İletişim, toplumsal bir varlık olan insanın hayat sahnesindeki yaşantısını düzenlemek için gerekli çift taraflı bir süreçtir. İletişimin tam anlamıyla gerçekleşmesi için en az bir konuşan bir de dinleyenin olması gerekmektedir.

İletişim kurma becerisini geliştiren insanlar, çevreleriyle uyumlu bir yaşam sürerler. Bu insanlar ilişkilerinde yaklaşımlarını karşısındakinin içinde bulunduğu duruma göre ayarladıkları için  yaşamlarından da büyük keyif alırlar.

İletişimde ilk anlar önemlidir. İnsanların karşılaştıkları ilk anlarda sergiledikleri görüntü ve davranışları, onların değer yargıları, algılama biçimleri  ilerdeki yaşamlarında birbirleriyle iletişimlerinin belirleyicisi olurlar. İlk kez bir arada bulunan insanlar, otuz saniye gibi kısa bir süre içinde kendilerini rahat, güvende veya sıkılmış olarak hissedebilirler.

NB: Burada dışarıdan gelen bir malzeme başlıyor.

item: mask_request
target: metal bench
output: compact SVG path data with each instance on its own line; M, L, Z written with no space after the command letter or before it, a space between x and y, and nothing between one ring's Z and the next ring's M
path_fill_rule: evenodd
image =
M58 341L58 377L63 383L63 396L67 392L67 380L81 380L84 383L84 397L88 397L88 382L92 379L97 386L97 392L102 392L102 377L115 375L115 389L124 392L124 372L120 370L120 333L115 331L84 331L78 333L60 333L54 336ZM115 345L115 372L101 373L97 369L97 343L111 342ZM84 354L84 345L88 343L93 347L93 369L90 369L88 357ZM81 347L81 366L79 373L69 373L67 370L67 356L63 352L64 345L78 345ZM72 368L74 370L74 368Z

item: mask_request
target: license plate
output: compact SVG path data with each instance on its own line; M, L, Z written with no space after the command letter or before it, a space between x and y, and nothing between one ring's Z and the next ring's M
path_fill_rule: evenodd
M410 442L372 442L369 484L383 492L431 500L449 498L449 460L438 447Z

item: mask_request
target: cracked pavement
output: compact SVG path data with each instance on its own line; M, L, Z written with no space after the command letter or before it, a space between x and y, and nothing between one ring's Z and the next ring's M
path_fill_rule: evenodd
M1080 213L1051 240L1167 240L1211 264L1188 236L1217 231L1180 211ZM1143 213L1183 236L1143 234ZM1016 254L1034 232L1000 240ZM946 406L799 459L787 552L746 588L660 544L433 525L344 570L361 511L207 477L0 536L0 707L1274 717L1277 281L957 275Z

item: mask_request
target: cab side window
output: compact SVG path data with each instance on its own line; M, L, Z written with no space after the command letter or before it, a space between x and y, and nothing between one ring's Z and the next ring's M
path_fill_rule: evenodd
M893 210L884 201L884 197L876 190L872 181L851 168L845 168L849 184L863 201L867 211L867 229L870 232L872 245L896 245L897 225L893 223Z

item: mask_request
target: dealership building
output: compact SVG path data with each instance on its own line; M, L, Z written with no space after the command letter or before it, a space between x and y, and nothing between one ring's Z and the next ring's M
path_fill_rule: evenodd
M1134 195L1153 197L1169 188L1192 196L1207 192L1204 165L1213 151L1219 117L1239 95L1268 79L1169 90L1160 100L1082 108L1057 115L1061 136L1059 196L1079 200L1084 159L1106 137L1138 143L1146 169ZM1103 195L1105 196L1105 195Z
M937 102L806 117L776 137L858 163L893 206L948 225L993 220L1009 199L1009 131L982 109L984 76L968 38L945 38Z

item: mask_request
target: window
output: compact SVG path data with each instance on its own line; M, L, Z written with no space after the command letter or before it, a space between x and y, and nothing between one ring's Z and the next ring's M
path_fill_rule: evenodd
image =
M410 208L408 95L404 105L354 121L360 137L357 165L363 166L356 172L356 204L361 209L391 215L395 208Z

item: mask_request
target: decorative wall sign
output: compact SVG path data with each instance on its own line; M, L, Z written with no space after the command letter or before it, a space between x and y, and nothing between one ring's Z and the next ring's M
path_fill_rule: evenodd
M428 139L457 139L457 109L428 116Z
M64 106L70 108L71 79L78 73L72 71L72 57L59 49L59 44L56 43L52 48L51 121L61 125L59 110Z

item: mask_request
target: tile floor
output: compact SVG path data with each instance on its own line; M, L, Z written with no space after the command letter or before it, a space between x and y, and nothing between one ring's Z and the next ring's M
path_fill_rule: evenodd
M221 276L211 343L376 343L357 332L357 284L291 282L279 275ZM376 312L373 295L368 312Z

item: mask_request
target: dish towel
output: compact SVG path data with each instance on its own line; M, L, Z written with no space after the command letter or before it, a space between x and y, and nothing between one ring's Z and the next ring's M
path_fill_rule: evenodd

Birbirini daha önce tanımayan, henüz ilk defa görüşüp aynı ortamda bulunmak zorunda olan iki insanın ilk anlarını şöyle bir göz önüne getirelim. Biri çok şık…Güzel giyinmiş…Güzel kokular sürünmüş…Saçlar taralı…Ayakkabılar boyalı…Konuşurken kelimeleri sanki özenle seçiyor ve nezaketini elinden bırakmıyor…Konuşması, yerinde ve zamanında kullandığı el kol hareketleri karşısındaki kişiye güven veriyor…Diğeri gayet rüküş…Saç baş darma dağınık olmuş…Üç dört günlük sakal…Üzerindeki kıyafetler düzensiz…Ayakkabılar boyasız…Konuşurken kullandığı kelimeler, yaptığı el kol hareketleri karşısındakine güven vermiyor…Sadece kendi konuşuyor, karşısındaki kişiye fırsat tanımadığı gibi sık sık da onun sözünü kesiyor…

Bir süreliğine de bir arada bulunmak zorunda kalan bu iki insandan birincisi ikinci insanla zorunlu olmadıkça bir daha karşılaşmak istemeyecektir. Fiziksel görünüşteki  izlenim, konuşmaya başlandığındaki olumsuz süreçle pekişince birinci kişi ikinci kişiyle olan iletişimini bir an önce sonlandırma gereği duyacaktır. Çünkü iletişimde amaç istenilen tepkiyi almak; anlatmak ve anlaşılmaktır.